In [None]:
from datascience import *
import numpy as np

# Notice the new library
import matplotlib.pyplot as plt # pyplot is the main module in matplotlib for plotting in Python
plt.style.use('fivethirtyeight') # setting up styles
# inline lets us embed plots to our notebook as static images
%matplotlib inline 

## Importing Datasets

To import datasets into JupyterHub, follow these steps:

1) Download your dataset. (csv preferred for the datascience library)

2) Click on File > Open... to open the directory your notebook is in.

3) Click Upload and upload your dataset.

4) Go back to the notebook, and import the dataset using the `Table().read_table("your_file_name.csv")` function.


In [None]:
# Let's practice importing the bechdel dataset: bechdel.csv
bechdel = ...
bechdel

In [None]:
# We can use attributes to learn more about the dataset: num_rows, labels, num_columns
bechdel...

In [None]:
## As a quick note: tabular data is how most data scientists work with their datasets.
# datascience is our main tool in this class. datascience is largely an educational tool,
# and a simplified version of the more industry-standard pandas library

import pandas as pd
bechdel_df = pd.read_csv("bechdel.csv")
bechdel_df.head()

# pandas has a lot of interesting syntax and requires decent knowledge of Python
# we'll have some workshops and demos on this later in the semester,
# but notice the similarities! 

## Basic Table Manipulations

The majority of data science will be taking these large datasets (in the form of tables) and performing manipulations on them to learn something interesting.

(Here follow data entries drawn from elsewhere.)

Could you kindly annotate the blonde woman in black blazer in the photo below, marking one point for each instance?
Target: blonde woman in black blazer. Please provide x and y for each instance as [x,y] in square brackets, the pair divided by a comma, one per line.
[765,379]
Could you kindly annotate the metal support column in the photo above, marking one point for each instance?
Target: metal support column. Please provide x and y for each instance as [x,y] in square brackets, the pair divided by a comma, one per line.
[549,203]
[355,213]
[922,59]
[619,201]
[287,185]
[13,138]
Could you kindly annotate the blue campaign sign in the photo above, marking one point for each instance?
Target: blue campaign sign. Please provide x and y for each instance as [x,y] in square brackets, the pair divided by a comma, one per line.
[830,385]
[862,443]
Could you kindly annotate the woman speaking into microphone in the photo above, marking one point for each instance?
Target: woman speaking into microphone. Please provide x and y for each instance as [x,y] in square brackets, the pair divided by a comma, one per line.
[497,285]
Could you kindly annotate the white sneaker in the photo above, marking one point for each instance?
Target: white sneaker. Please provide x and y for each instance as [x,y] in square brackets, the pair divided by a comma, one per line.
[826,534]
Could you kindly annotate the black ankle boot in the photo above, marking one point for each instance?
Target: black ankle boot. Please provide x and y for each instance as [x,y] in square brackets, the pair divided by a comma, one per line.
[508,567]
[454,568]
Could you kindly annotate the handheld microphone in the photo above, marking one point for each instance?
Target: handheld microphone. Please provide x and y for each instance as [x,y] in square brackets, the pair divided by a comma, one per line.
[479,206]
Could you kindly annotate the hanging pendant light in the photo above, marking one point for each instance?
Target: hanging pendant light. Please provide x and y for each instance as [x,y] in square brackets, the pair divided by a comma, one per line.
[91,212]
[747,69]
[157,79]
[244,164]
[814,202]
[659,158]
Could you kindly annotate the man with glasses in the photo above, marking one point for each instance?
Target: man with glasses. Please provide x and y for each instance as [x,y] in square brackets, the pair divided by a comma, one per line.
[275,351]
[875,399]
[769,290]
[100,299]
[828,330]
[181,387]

To manipulate tables, we will use methods, which are functions that act on a specific object -- in this case, a table. For example: tbl.where("column", value) 

You should get comfortable using these methods. The nice thing about methods is that, instead of nesting them like functions:

`sum(max(1, 3), min(4, 6))`, 

we can string them together and read them from left to right. For example: 

`tbl.where("column", value).sort("column2").column("column3").`

Today, we'll go over some of the basic table methods. This will be your best friend: http://data8.org/sp21/python-reference.html 

In [None]:
# To view a table, we can use tbl.show(). What's the datatype?
bechdel...

In [None]:
# That's a lot of columns! Let's clean it up.
# For this analysis, we only want the columns "year", "title", "clean_test", "binary"
clean_bechdel = ...
clean_bechdel

In [None]:
# Let's make it more readable. Change clean_test to "test" and binary to "result"
# Notice how we edit the table "in place"
clean_bechdel...
# tbl.sort


In [None]:
# Now, let's see what is the first and last year in the dataset. We can do this by sorting and looking at the table. 
clean_bechdel...

In [None]:
# Let's focus on a single year. In that year, how many movies passed or failed the test? 
# We can use tbl.where to filter a table by some condition
clean_bechdel...

# What movies in 2010 failed the Bechdel test? Let's get the data as an array.
...

In [None]:
# I did some data cleaning and manipulations for you, and created this table "bechdel_by_year.csv"
# which shows the proportion of how many movies in the dataset passed/failed the Bechdel test
# You should be able to figure out how to do this transformation in a few weeks. 
props_by_year = ...
props_by_year

In [None]:
# (More on this next week) We can use tbl.group("col") to find the count of all unique values in a column
# Does this explain anything about the pattern we saw above? 
clean_bechdel.group("year").plot(0)

## Intro to Matplotlib workshop

Now, we made a few graphs using the tools from the datascience library. It's easy; all we needed to do was tbl.plot("x", "y"), tbl.scatter("x", "y"), tbl.barh("categories"), etc. 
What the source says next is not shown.